Necrosis and kidney damage were assessed with H&E-stained kidney tissue 24 h after transplantation. Acute tubular necrosis score (ATN) was decreased significantly in the immunosuppressive treatment group compared with the control group (4 ± 0·63
in control; rapamycin 2·2 ± 0·41; FK506 2 ± 0·63; rapamycin + FK506 1·2 ± 0·41; P < 0·001 versus control; Fig. 2a). Figure 2b PF-01367338 in vivo shows a representative image of H&E stain for the evaluation of renal injury in each treatment group. The use of rapamycin plus tacrolimus (group 4) was associated with a lower level of acute tubular necrosis (ATN) compared with rapamycin alone (P < 0·05), but no statistical difference was observed in comparison with tacrolimus. Also, the number of apoptotic nuclei in renal medulla was determined as evidence of kidney injury. In the control group, the number of TUNEL-positive cells was higher compared with the immunosuppressive treatment groups (control: 138·7 ± 24·8; rapamycin: 22·3 ± 4·5; FK506: 54·8 ± 8·3 and rapamycin + FK506: 17·5 ± 5; P < 0·001 versus control, Fig. 3a and b). As normal kidney control, the number of positive apoptotic nuclei in sham animals was lower than 6/mm2 located only in deep medullary epithelial tubules (data not shown). The use of rapamycin alone or rapamycin plus tacrolimus showed a lower number of apoptotic nuclei cells with respect to
tacrolimus treatment (P < 0·05 and P < 0·01, respectively). Finally, a statistically significant difference in the expression of Bcl2 was detected in selleck chemicals kidney tissue by immunohistochemistry. In accordance with our previous results, Bcl2 levels in the control group were lower than in the immunosuppressive treatment group (control: 1·8 ± 0·5; rapamycin: 16·01 ± 4; FK506: Nutlin-3 molecular weight 9 ± 2·6 and rapamycin + FK506: 6 ± 1·25; P < 0·01 and P < 0·05 versus control, respectively)

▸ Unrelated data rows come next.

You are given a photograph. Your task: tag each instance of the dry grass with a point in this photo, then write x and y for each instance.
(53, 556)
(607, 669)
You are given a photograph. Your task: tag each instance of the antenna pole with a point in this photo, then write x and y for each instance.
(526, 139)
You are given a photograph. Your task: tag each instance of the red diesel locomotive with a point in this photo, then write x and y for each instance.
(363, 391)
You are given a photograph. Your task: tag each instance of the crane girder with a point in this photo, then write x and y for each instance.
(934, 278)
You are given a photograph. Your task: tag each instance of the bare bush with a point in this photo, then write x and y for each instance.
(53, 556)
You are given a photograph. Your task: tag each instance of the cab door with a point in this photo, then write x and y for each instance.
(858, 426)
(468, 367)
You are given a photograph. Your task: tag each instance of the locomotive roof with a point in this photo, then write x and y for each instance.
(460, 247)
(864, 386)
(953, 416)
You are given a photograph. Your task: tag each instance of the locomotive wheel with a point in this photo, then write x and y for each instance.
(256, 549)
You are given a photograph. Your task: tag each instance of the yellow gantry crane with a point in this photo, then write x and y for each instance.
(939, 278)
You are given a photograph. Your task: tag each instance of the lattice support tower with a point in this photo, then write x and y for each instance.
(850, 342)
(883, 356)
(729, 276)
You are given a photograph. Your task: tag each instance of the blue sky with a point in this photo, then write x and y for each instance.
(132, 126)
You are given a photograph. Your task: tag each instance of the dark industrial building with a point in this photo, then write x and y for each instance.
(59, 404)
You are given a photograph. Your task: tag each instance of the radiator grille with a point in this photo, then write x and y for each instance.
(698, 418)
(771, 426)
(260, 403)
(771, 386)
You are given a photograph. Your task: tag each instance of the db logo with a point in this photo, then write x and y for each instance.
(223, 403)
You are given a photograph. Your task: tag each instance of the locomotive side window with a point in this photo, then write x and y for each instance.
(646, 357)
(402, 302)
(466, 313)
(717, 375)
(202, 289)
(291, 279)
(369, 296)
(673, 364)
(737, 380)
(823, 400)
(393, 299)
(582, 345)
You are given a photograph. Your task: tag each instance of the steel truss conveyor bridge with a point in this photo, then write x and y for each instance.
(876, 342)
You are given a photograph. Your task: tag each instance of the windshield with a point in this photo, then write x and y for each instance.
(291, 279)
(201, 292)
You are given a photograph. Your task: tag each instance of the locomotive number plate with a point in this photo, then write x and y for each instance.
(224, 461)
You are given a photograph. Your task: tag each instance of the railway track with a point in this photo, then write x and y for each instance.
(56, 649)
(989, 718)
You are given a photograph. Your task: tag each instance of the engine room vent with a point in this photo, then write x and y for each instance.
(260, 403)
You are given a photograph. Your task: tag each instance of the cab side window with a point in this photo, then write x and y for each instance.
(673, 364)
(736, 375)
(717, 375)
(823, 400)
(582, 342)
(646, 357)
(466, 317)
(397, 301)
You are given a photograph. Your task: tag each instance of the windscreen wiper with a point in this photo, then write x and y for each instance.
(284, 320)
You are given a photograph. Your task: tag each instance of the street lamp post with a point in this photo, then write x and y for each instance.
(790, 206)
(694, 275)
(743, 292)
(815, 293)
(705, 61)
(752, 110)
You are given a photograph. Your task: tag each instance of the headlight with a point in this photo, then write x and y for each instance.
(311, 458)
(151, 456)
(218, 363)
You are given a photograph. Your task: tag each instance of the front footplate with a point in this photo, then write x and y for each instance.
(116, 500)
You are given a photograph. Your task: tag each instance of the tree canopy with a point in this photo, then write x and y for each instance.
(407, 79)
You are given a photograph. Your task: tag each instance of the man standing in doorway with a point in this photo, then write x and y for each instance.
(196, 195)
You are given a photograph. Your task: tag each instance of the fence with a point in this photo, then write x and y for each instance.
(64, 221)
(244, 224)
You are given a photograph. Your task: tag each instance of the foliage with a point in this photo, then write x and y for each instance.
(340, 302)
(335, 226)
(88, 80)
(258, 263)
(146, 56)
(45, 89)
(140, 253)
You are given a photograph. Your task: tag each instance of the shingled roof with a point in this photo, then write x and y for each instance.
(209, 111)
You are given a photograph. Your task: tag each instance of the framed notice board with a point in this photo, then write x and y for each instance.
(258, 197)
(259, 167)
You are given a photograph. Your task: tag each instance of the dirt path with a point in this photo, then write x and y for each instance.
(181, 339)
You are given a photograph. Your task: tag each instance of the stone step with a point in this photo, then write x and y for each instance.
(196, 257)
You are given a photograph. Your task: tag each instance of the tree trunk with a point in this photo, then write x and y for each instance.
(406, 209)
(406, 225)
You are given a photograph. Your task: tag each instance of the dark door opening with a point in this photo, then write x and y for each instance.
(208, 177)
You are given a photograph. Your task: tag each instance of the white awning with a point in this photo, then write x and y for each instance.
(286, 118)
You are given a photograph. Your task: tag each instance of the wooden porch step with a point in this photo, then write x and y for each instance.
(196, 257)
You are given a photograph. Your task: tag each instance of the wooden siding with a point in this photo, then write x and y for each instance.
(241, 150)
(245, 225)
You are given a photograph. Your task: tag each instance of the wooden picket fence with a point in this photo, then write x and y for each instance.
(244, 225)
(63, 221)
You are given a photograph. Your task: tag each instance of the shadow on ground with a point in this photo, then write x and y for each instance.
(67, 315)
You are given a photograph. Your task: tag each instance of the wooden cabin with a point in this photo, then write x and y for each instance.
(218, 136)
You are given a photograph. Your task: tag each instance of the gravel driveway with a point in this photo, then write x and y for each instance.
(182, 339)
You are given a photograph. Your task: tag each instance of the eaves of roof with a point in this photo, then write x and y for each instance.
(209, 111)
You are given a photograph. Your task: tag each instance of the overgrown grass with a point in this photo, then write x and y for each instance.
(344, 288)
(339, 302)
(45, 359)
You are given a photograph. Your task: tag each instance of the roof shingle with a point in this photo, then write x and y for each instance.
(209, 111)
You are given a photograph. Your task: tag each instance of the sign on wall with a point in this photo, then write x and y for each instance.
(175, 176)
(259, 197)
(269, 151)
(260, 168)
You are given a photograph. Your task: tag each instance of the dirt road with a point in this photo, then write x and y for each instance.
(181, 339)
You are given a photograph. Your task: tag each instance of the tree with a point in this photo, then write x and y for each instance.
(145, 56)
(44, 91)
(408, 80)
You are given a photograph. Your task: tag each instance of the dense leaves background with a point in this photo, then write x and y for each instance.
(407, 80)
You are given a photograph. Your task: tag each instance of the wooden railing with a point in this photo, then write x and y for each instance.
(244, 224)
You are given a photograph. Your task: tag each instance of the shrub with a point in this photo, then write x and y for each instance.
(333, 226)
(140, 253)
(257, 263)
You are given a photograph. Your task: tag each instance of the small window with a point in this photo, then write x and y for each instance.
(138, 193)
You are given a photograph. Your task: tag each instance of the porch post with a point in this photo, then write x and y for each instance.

(Fig. 3c). These results suggest that preconditioning of the donor with rapamycin and tacrolimus or a combination of both is associated with lower kidney damage after transplantation. In order to determine if the immunosuppressive treatment affected the complement function, the C3 levels in recipient animals were assessed. C3 plasma values in immunosuppressive treatment were significantly lower than control group levels (control: 495 ± 94 pg/ml; rapamycin: 166·7 ± 57·1 pg/ml; FK506: 165 ± 66·3 pg/ml and rapamycin + FK506: 103·3 ± 33·3.; P < 0·001 versus control, Fig. 4a). No differences were found among the various immunosuppressive treatment groups (P > 0·05). In addition, the local expression of C3 within the grafts was analysed. Immunohistochemical analysis of graft tissue 24 h after transplantation revealed that local expression of C3 was higher in the control group compared with the immunosuppressive treatment group (control: 53·98 ± 4·5; rapamycin: 10·62 ± 3·2; FK506: 2·27 ± 0·7 and rapamycin + FK506: 1·58 ± 0·54.